Water resource management and agroecological transition for Cambodia - WAT4CAM

The goal of the project is to increase farmers’ income by promoting agroecological systems, stronger value chains and more effective water resource management in five provinces in Cambodia.
Irrigation of rice paddies © F. Tivet, CIRAD
Irrigation of rice paddies © F. Tivet, CIRAD

Irrigation of rice paddies © F. Tivet, CIRAD


Cambodia is one of the most climate-vulnerable countries in the world. Rice cultivation there covers 3 million hectares, 0.5 million of which are irrigated in the dry season. The vast majority of irrigated systems enable additional water inputs to compensate for water deficits in the dry season. The development of these irrigation schemes generally results in the intensification of rice cultivation based on a combination of improved varieties, mineral fertilizers and pesticides. The environmental footprint of irrigated rice, including its impact on greenhouse gases, is thus an issue. The challenge of the project is to promote an agroecological transition in irrigated rice and vegetable systems that fosters crop diversification and linkages with fish and livestock farming.
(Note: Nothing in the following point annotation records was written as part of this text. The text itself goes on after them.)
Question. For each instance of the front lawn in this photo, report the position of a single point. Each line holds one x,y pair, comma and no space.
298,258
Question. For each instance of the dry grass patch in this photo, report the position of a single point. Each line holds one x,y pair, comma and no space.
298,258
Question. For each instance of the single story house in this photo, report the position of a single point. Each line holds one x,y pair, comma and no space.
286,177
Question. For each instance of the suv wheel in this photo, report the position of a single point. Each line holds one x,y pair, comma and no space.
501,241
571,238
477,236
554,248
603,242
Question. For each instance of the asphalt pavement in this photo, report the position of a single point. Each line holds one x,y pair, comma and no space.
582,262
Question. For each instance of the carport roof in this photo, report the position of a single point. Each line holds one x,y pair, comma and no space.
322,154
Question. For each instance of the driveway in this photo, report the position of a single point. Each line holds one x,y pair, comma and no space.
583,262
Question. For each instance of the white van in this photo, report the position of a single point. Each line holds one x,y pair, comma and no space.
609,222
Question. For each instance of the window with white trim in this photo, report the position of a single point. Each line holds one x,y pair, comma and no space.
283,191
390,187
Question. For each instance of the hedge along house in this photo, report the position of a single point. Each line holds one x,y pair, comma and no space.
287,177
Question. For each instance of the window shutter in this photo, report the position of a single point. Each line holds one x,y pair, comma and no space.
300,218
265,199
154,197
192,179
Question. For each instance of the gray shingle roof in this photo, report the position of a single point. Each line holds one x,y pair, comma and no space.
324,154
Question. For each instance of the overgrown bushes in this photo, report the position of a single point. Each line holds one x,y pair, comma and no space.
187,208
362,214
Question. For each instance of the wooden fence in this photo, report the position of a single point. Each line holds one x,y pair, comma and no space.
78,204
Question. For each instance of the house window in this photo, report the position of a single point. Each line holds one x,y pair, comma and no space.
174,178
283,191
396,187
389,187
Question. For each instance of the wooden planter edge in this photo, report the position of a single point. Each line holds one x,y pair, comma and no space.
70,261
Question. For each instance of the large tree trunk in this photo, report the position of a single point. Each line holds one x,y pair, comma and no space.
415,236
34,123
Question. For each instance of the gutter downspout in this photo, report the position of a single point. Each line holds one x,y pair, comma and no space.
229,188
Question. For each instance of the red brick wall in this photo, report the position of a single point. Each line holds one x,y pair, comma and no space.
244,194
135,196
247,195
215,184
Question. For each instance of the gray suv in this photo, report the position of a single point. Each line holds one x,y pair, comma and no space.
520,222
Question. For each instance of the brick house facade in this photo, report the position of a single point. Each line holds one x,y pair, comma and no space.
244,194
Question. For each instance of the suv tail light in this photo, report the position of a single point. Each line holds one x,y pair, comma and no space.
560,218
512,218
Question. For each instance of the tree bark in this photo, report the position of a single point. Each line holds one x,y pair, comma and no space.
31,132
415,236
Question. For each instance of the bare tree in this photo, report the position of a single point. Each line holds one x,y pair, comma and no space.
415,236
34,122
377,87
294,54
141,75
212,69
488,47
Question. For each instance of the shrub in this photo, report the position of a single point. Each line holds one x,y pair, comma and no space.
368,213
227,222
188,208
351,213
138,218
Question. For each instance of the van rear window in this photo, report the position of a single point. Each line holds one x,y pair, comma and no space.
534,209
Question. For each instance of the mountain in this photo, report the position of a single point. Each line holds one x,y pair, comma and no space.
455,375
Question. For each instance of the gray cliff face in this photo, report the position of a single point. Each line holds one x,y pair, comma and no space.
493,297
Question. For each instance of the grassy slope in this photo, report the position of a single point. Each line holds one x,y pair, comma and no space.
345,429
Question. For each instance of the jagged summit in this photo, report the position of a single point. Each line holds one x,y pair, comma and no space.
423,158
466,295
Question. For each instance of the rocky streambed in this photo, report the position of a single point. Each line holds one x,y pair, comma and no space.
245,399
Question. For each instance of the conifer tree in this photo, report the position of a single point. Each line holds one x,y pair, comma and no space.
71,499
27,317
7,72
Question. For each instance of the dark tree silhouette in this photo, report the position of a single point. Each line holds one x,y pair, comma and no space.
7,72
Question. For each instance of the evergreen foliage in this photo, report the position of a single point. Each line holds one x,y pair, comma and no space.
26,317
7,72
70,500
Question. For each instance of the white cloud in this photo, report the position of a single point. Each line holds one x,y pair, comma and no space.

WAT4CAM is organized around four components: planning and renovation of water infrastructures; social management of water; meteorology and climate forecasting; and agriculture. CIRAD conducts research for development activities within this last agricultural component. These four key activities are aimed at identifying methods for intervention in irrigation schemes and for the design of diversified agroecological systems:

  • analysis of the diversity of rice systems and understanding of recent pathways in those systems;
  • implementation of trials to design and assess a range of agroecological systems with an agroecological crop management component;
  • support for networks of farmers and service providers to adapt agroecological systems to the diversity of agroecosystems;
  • capacity building for public sector operators (MAFF, GDA, Provincial Department of Agriculture), farmers, agricultural cooperatives, seed producers and service providers.

Expected impacts

  • The living conditions of rural communities will have been improved.
  • The environmental footprint of rice systems will have been reduced.
  • Production will have been diversified, based on rice-fish farming, rice-livestock farming and vegetable cropping systems.
  • Relations and exchanges between different ministries and operators (public, private, universities, NGOs) will have been strengthened, based on the national consortium for Conservation Agriculture and Sustainable Intensification (CASIC).